All have close ties to the Reagan Administration.
Stephen Schwartz (Institute for Contemporary Studies): We’ll be seeing all of the NSC (National Security Council) people, I’m sure. I’ll be seeing all of the NSC people.
Sylvia Chase: Stephen Schwartz is a member of what he calls the commie-watching network.
He works at the Institute for Contemporary Studies, a San Francisco think-tank founded by top Reagan aids like Ed Meese.
Schwartz says he addressed a White House meeting attended by Oliver North and even met former CIA director, William Casey. Schwartz says there are lots of ways to get information.
Schwartz: When a left-wing group publishes, say a list of its state committee and throws it in the garbage and somebody finds it in the garbage and brings it to me, then I know the names of all those people and sometimes there will be more information, too.
Chase: What techniques are being used today...going through the garbage. That’s one way.
Schwartz: Going through garbage.
Chase: Lifting things off the desk when no one’s looking.
Schwartz: Now, that’s something which is something that I don’t believe in. But that’s not fair.
Chase: But you know that it happens?
Schwartz: Yeah. I do know that it happens.
Chase: What other techniques would people use?
Schwartz: Well, if any leftist group has an open office where there are a lot of people around, you know you can walk in and if there’s something lying on a desk, you don’t have to filch it. You might just write down what’s on it...see a list of names or something like that.
Chase: Are there other people like you around the country keeping track?
Schwartz: There are people that are collecting information. Yes.
Chase: And are they able to get it to people in government?
Schwartz: Yes. But the people in the government are not, frankly, able to do anything more with it than simply collect the information and keep track of the information...
I’ll end this sordid story with an excerpt from an article that appeared in the San Francisco Examiner on May 6, 1987:
A Battle Over Right To Write
He wanted to rebut graffiti with graffiti
by Dennis J. Opatrny, of the Examiner staff
When “New Age Rightist” Stephen Schwartz discovered graffiti calling him “the philosophical whore of North Beach,” the former Trotskyite turned red with rage.

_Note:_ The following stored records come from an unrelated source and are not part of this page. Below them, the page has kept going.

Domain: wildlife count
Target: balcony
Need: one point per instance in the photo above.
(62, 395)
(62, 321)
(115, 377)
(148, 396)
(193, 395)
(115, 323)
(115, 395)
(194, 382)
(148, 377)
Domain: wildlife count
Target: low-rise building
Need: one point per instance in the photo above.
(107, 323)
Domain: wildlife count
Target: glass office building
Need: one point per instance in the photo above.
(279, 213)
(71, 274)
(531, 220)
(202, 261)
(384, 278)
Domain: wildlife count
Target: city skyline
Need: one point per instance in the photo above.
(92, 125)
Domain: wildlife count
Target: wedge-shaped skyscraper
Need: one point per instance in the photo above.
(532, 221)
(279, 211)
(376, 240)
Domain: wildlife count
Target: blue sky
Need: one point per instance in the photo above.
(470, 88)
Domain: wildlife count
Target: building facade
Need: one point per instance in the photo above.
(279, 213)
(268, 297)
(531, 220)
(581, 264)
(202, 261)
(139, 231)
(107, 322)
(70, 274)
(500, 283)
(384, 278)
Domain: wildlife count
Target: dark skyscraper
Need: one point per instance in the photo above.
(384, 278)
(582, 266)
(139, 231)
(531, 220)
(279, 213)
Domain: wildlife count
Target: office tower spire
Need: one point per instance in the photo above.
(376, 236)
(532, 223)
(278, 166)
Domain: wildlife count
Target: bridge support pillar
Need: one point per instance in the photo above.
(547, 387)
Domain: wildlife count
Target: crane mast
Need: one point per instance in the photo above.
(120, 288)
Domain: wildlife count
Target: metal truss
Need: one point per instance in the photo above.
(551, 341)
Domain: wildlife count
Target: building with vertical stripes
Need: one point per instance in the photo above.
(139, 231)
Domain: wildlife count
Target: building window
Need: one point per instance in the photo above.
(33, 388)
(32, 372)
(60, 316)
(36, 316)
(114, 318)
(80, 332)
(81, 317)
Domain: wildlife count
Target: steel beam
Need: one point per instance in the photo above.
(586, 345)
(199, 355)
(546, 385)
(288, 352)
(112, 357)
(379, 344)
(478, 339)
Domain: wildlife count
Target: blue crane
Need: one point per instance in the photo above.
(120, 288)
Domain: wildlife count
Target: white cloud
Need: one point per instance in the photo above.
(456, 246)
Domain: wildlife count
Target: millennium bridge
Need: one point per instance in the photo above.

He uncapped his felt-tipped pen and was printing a reply to the scurrilous scribblings when he was busted by Mayor Feinstein’s anti-graffiti police squad on a charge of malicious mischief, defacing the wall of a Vallejo Street construction site.
Schwartz...has demanded a trial to exonerate his exercise of free speech.
“I was just going to answer that I was not the philosophical whore of North Beach,” said Schwartz, 37.
If he wants a trial, he can have it, said Assistant District Attorney Joseph Hoffman, who believes citizens have the right to speak out under the First Amendment — but with limits.
“The remedy is that he can stand on a street corner and yell all he wants that he’s not the philosophical whore of North Beach,” Hoffman said. “But he can’t go around defacing other people’s property.”
Municipal Judge George Chopelas Wednesday set July 21 for trial. If convicted, Schwartz faces six months in the county jail and a $1,000 fine...Quoting Schwartz’s attorney, Carlos Bea, “We don’t think this is what the mayor meant in her anti-graffiti campaign. In fact, it’s a sad day when a person can’t rebut in public the allegation that he’s a philosophical whore of North Beach.”